O que von der Leyen e Trump fizeram (na Escócia,nem sequer em território europeu) foi despirem-se em público. Fizeram teatro, fazendo crer que negociavam cláusulas comerciais, mas, na realidade, tiraram a roupa da demagogia e dos discursos retóricos para mostrar a todo o mundo as suas vergonhas manifestadas em cinco grandes realidades:
1. O fim do governo da economia global e do comércio internacional através de regras e acordos e o início de um novo regime em que os Estados Unidos decidirão sem dissimular, com base em chantagem, imposições e força militar.
2. Aos Estados Unidos não importará causar graves danos e produzir instabilidade e uma crise certa na economia internacional para pôr em marcha esse novo regime. Talvez até o procure, da mesma forma que procurará conflitos que justifiquem as suas intervenções militares.
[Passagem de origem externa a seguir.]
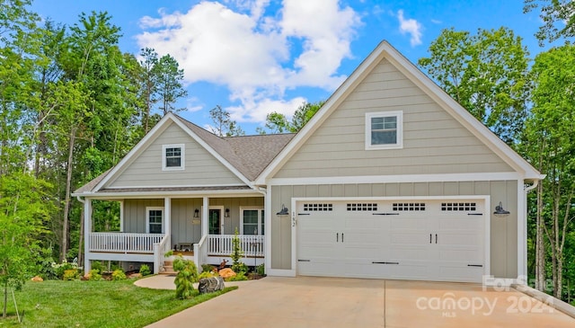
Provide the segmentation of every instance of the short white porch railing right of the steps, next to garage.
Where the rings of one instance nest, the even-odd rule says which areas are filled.
[[[265,238],[263,235],[238,235],[244,257],[263,257]],[[234,251],[234,235],[208,235],[208,255],[229,256]]]

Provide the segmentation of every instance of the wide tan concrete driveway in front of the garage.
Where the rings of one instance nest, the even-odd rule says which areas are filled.
[[[512,288],[312,277],[239,285],[148,327],[575,327],[571,316]]]

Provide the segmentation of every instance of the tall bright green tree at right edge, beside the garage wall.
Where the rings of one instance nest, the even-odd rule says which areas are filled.
[[[562,298],[565,244],[575,230],[575,46],[539,54],[533,78],[532,116],[521,148],[547,175],[536,195],[536,287],[544,288],[544,258],[549,255],[553,296]]]

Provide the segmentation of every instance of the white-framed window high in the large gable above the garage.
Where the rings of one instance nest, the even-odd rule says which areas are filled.
[[[403,148],[403,111],[366,114],[366,149]]]

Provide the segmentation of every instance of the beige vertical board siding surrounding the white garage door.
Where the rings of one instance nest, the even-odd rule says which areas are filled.
[[[319,184],[304,186],[273,186],[271,188],[271,268],[291,268],[291,219],[277,216],[282,204],[291,207],[292,198],[306,197],[428,197],[428,196],[490,196],[491,208],[491,274],[500,278],[517,278],[517,181],[492,182],[404,182]],[[502,202],[509,217],[491,215]]]

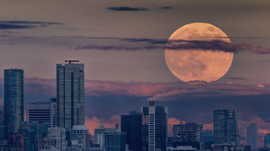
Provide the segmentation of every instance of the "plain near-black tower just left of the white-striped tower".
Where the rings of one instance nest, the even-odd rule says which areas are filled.
[[[141,151],[141,119],[142,114],[130,111],[129,115],[121,115],[121,132],[127,133],[129,150]]]

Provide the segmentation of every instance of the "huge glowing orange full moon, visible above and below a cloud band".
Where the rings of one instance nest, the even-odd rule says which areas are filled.
[[[228,36],[218,27],[202,22],[184,25],[168,40],[222,40],[230,43]],[[165,49],[165,59],[166,66],[180,80],[211,82],[227,73],[233,53],[212,49]]]

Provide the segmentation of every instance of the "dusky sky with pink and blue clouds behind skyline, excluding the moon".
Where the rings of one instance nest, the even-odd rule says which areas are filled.
[[[121,115],[158,101],[168,106],[170,128],[194,121],[212,129],[214,110],[238,110],[241,143],[257,123],[262,147],[270,132],[269,8],[265,0],[2,0],[0,99],[4,69],[23,68],[25,102],[48,101],[56,95],[56,64],[78,59],[92,134],[101,121],[113,127]],[[184,83],[166,67],[166,41],[192,22],[211,23],[232,43],[221,48],[234,58],[216,82]]]

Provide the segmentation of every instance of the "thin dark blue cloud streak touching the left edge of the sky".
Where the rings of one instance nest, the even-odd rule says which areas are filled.
[[[0,29],[30,29],[35,27],[46,27],[48,25],[61,24],[58,22],[28,22],[28,21],[0,21]]]

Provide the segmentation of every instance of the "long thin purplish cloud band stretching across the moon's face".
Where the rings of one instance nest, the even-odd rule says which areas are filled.
[[[91,38],[94,39],[94,38]],[[200,49],[224,52],[239,52],[248,50],[258,54],[269,54],[270,48],[253,46],[250,44],[233,44],[223,40],[156,40],[156,39],[121,39],[121,38],[97,38],[105,40],[121,40],[138,43],[137,45],[78,45],[70,49],[99,49],[99,50],[156,50],[156,49]],[[222,39],[222,38],[219,38]]]

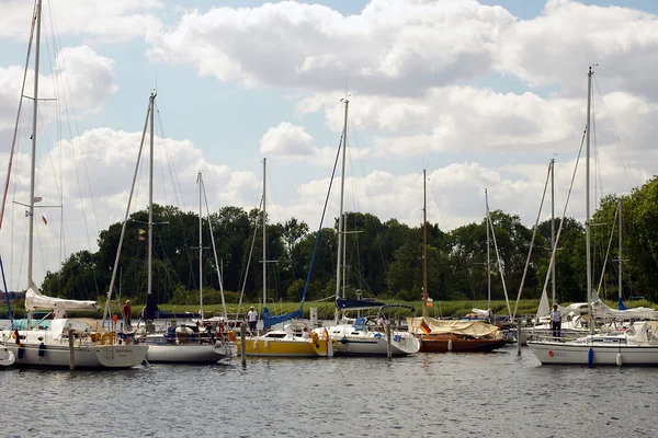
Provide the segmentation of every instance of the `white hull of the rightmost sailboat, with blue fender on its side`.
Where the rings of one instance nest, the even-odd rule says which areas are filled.
[[[658,366],[658,345],[531,341],[527,346],[542,365]]]

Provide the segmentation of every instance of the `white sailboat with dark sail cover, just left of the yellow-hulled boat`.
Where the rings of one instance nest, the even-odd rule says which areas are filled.
[[[154,141],[155,141],[155,132],[154,132],[154,114],[155,114],[155,102],[156,102],[156,93],[151,93],[149,97],[149,105],[147,111],[147,120],[150,125],[150,160],[149,160],[149,204],[148,204],[148,224],[147,224],[147,234],[148,234],[148,262],[147,262],[147,304],[152,303],[152,251],[154,251]],[[144,129],[144,134],[141,136],[143,141],[146,136],[146,126]],[[143,146],[143,145],[141,145]],[[140,152],[143,148],[139,148]],[[137,160],[137,166],[139,165],[139,159]],[[135,177],[137,173],[135,173]],[[201,174],[198,175],[198,197],[200,197],[200,264],[201,260],[201,249],[203,247],[203,242],[201,241],[202,230],[202,193],[203,193],[203,180],[201,178]],[[128,212],[131,209],[132,195],[135,188],[135,180],[133,181],[133,188],[131,191],[131,197],[128,199],[128,206],[126,208],[126,216],[124,219],[124,223],[122,227],[122,234],[120,239],[120,246],[116,251],[116,258],[114,262],[113,276],[110,281],[110,289],[107,291],[107,303],[110,302],[110,296],[112,293],[112,286],[114,284],[114,275],[118,270],[118,258],[121,254],[121,245],[123,242],[123,237],[125,234],[125,229],[128,219]],[[200,268],[201,270],[201,268]],[[200,287],[201,287],[201,278],[200,278]],[[201,308],[203,309],[203,295],[200,289],[200,301]],[[202,310],[203,312],[203,310]],[[146,313],[146,312],[145,312]],[[147,316],[148,318],[148,316]],[[203,318],[203,315],[202,315]],[[222,359],[227,357],[231,357],[236,353],[235,344],[230,343],[228,339],[224,339],[217,337],[215,333],[213,333],[209,328],[206,331],[201,330],[201,324],[170,324],[167,327],[166,332],[156,333],[154,330],[154,325],[151,322],[147,321],[146,326],[143,326],[136,332],[128,333],[128,336],[134,336],[139,344],[148,346],[148,354],[146,355],[146,360],[149,362],[168,362],[168,364],[215,364]]]

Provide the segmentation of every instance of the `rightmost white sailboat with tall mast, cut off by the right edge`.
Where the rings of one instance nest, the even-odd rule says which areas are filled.
[[[590,131],[592,67],[587,76],[587,131],[586,131],[586,203],[585,232],[587,258],[587,290],[589,315],[600,313],[601,308],[609,314],[629,314],[626,310],[612,311],[601,306],[598,293],[592,288],[591,243],[590,243]],[[553,254],[551,263],[554,263]],[[620,257],[621,258],[621,257]],[[639,314],[639,312],[637,312]],[[527,346],[542,365],[616,365],[658,366],[658,321],[637,321],[625,331],[594,333],[594,318],[589,324],[590,334],[575,341],[538,339],[529,341]]]

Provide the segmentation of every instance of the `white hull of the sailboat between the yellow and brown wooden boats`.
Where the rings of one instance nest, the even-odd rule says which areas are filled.
[[[316,328],[321,333],[324,328]],[[388,339],[384,332],[355,331],[352,325],[327,327],[336,356],[387,356]],[[393,356],[418,353],[420,341],[407,332],[393,332],[390,350]]]

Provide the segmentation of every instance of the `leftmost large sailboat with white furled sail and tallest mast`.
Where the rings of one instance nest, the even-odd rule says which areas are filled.
[[[34,261],[34,210],[35,203],[35,157],[38,105],[38,68],[41,39],[42,1],[37,0],[33,20],[36,28],[34,60],[34,95],[32,116],[32,160],[30,177],[30,201],[26,217],[30,221],[27,243],[27,290],[25,291],[24,324],[12,320],[13,327],[3,330],[0,362],[19,367],[43,368],[131,368],[143,362],[148,347],[123,343],[114,332],[106,332],[91,318],[66,318],[66,311],[97,311],[95,301],[68,300],[44,296],[33,279]],[[32,38],[31,38],[32,39]],[[13,147],[12,147],[13,148]],[[11,169],[11,163],[10,163]],[[9,174],[8,174],[9,178]],[[4,194],[4,199],[7,193]],[[4,205],[3,199],[3,205]],[[34,321],[34,311],[48,311],[46,316]],[[55,313],[55,319],[46,320]],[[57,318],[61,316],[61,318]]]

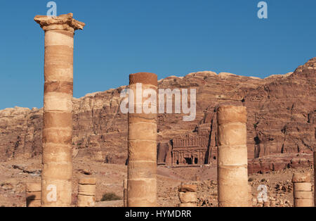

3. A União Europeia submeteu-se, ajoelhou-se perante o poder norte-americano e renunciou a forjar qualquer tipo de projeto autónomo. Como já disse, a Trump não lhe importou um figo, o que queria era mostrar que a Europa já não toma decisões estratégicas por si própria em três grandes pilares da economia e da geopolítica: defesa, energia e investimentos (em tecnologia, há muito que perdeu o rumo e a possibilidade de ser algo no cenário mundial). Von der Leyen, com o beneplácito de uma Comissão Europeia da qual fazem parte não só as diferentes direitas, como também os social-democratas (o que deve ser levado em conta para compreender o alcance do «acordo» e o quão difícil será sair dele), aceitou que a União Europeia seja, de facto, uma colónia dos Estados Unidos.
4. Ambas as partes mostraram ao mundo que os velhos discursos sobre os mercados, a concorrência, a liberdade comercial, a democracia, a soberania ou a paz eram o que agora vemos que são: fumo levado pelo vento, uma fraude, uma grande mentira.
Por último, mostraram também que o capitalismo se tornou uma espécie de jogo do Monopoly regido por grandes corporações industriais e financeiras que capturaram os Estados para se tornarem extratoras de privilégios, numa espécie de gigantescos proprietários que exploram os seus inquilinos, aumentando incessantemente a renda enquanto os impedem à força de sair e lhes falam de liberdade.
A União Europeia condenou-se a si própria. Disse adeus à possibilidade de ser um pólo e uma referência mundial da democracia, da paz e do multilateralismo. Agora é preciso que as pessoas tomem conhecimento de tudo isto e o rejeitem, o que não será fácil, pois a esses monopólios acrescenta-se o monopólio mediático e porque, como já disse, esta imolação da Europa foi levada a cabo não só pela direita como também pelos socialistas europeus que, mais uma vez, traem os seus ideais e se unem àqueles que enganam sem qualquer vergonha os cidadãos que neles votam.